Vieles, was man über sie erzählte, entsprach den Tatsachen. Sie war kein Engel und hatte keinen besonders guten Charakter. Doch letztlich waren es dreiste Lügen, die zu ihrem tragischen Ende beitrugen. Aber in ihrer Not, in ihren bittersten Stunden beeindruckte Marie Antoinette dann selbst ihre Feinde durch Würde und Haltung.

Die jüngste Tochter der Kaiserin Maria Theresia besaß weder Herzenswärme noch erfuhr sie eine Erziehung, die diese womöglich gebildet hätte. Nach dem Motto »Krieg führen lasse die anderen, du, glückliches Österreich, heiratel- war auch der kleinen Maria Antonia Josepha Johanna, die alle nur Antoinette nannten, kein anderer Weg vorgezeichnet, als der eines dem Hause Habsburg gemäßen Lebens voller Macht und Prunk. Der passende Gemahl fand sich, als Frankreich sein noch junges Bündnis mit Österreich festigen wollte und der mächtige französische Minister Choiseul - einst Günstling der Madame de Pompadour - anregte, den jungen Dauphin und späteren Ludwig XVI. mit einer Tochter des österreichischen Herrscherhauses zu vermählen.

Als die erst 14-jährige Antoinette ausgewählt wurde, erkannte man am österreichischen Hof bestürzt, dass man die Erziehung der späteren Königin von Frankreich und künftigen Hausherrin von Versailles bis dahin grob vernachlässigt hatte.

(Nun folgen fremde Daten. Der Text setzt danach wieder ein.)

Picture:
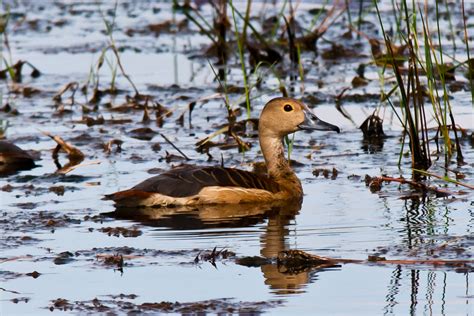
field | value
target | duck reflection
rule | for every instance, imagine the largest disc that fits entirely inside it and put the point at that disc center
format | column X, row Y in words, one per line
column 14, row 159
column 278, row 216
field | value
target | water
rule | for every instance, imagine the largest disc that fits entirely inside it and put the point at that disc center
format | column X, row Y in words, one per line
column 339, row 218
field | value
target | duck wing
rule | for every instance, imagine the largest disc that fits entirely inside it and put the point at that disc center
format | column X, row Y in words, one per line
column 188, row 181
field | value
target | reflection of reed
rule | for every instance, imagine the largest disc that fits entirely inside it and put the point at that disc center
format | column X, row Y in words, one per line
column 414, row 223
column 273, row 241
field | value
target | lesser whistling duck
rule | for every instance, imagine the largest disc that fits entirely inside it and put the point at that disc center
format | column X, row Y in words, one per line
column 217, row 185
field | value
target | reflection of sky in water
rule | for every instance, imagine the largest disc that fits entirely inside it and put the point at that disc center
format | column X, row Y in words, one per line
column 339, row 218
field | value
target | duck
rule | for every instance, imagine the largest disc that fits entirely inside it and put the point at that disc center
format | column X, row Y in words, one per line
column 202, row 185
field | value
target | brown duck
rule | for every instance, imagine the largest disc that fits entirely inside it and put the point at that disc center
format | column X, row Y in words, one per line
column 217, row 185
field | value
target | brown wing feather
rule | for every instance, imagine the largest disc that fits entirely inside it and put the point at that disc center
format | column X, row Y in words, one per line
column 188, row 181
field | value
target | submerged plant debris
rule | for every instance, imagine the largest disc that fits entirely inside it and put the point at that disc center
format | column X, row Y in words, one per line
column 98, row 96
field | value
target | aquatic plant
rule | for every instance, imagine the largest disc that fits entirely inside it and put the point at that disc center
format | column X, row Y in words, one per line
column 425, row 65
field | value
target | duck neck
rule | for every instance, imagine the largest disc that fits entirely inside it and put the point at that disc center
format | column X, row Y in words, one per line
column 278, row 167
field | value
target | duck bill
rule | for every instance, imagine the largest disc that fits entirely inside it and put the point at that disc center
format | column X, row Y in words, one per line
column 313, row 123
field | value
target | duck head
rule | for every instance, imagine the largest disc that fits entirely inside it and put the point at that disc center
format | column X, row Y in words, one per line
column 282, row 116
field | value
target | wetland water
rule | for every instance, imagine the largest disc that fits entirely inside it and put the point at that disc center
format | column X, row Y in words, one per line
column 65, row 249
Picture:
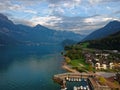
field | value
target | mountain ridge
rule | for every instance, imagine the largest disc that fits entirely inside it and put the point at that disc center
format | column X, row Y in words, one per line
column 32, row 35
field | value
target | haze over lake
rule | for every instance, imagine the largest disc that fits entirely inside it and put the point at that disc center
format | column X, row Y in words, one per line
column 29, row 67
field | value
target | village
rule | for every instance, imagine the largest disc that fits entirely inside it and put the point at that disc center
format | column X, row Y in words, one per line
column 104, row 65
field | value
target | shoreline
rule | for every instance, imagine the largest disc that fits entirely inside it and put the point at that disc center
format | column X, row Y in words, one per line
column 67, row 67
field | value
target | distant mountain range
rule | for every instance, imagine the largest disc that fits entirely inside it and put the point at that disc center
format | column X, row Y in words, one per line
column 11, row 34
column 110, row 28
column 111, row 42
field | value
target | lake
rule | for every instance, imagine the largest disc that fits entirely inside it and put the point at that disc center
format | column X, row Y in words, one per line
column 30, row 67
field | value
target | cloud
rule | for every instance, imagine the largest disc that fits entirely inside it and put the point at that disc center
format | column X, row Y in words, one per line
column 46, row 20
column 81, row 16
column 24, row 22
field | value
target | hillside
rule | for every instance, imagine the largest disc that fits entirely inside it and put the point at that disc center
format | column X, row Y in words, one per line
column 36, row 35
column 110, row 28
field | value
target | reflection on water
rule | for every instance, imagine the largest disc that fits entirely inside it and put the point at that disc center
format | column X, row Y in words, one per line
column 29, row 67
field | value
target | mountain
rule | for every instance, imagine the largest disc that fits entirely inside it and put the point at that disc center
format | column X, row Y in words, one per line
column 68, row 42
column 111, row 42
column 11, row 33
column 110, row 28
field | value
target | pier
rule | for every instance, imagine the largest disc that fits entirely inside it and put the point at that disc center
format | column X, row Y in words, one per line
column 88, row 78
column 62, row 79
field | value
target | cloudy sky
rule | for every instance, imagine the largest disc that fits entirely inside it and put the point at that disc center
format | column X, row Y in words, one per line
column 81, row 16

Ein Intensivkurs versuchte die offenkundigsten Mängel zu beheben, immerhin war Versailles das Vorbild des Zeremoniells und der Etikette an den Höfen Europas. Doch Lücken blieben. Antoinette, von hübschem und kapriziösem Wesen, war launenhaft, oberflächlich und unkonzentriert. Lediglich die Musik vermochte zeitweise ihre Aufmerksamkeit zu fesseln. Einmal musizierte sie mit dem jungen Mozart.
Im Mai 1770 traf die verwöhnte Halbwüchsige in Frankreich ein und wurde mit dem gutherzigen, doch trägen und dicklichen 15-jährigen Dauphin vermählt. Rasch verfing sich die kokette Prinzessin im engmaschigen Intrigennetz des französischen Hofes. Da längeres Nachdenken und diplomatische Finesse nicht zu ihren Wesenszügen gehörten, machte sie sich weder beliebt noch konnte sie Anerkennung gewinnen. Alles, was sie tat, schien sich nur um ihre eigene enge Welt zu drehen, wirkte oberflächlich, war verschwenderisch. Marie Antoinette frönte dem Glücksspiel und zeigte keinerlei Interesse für das Volk.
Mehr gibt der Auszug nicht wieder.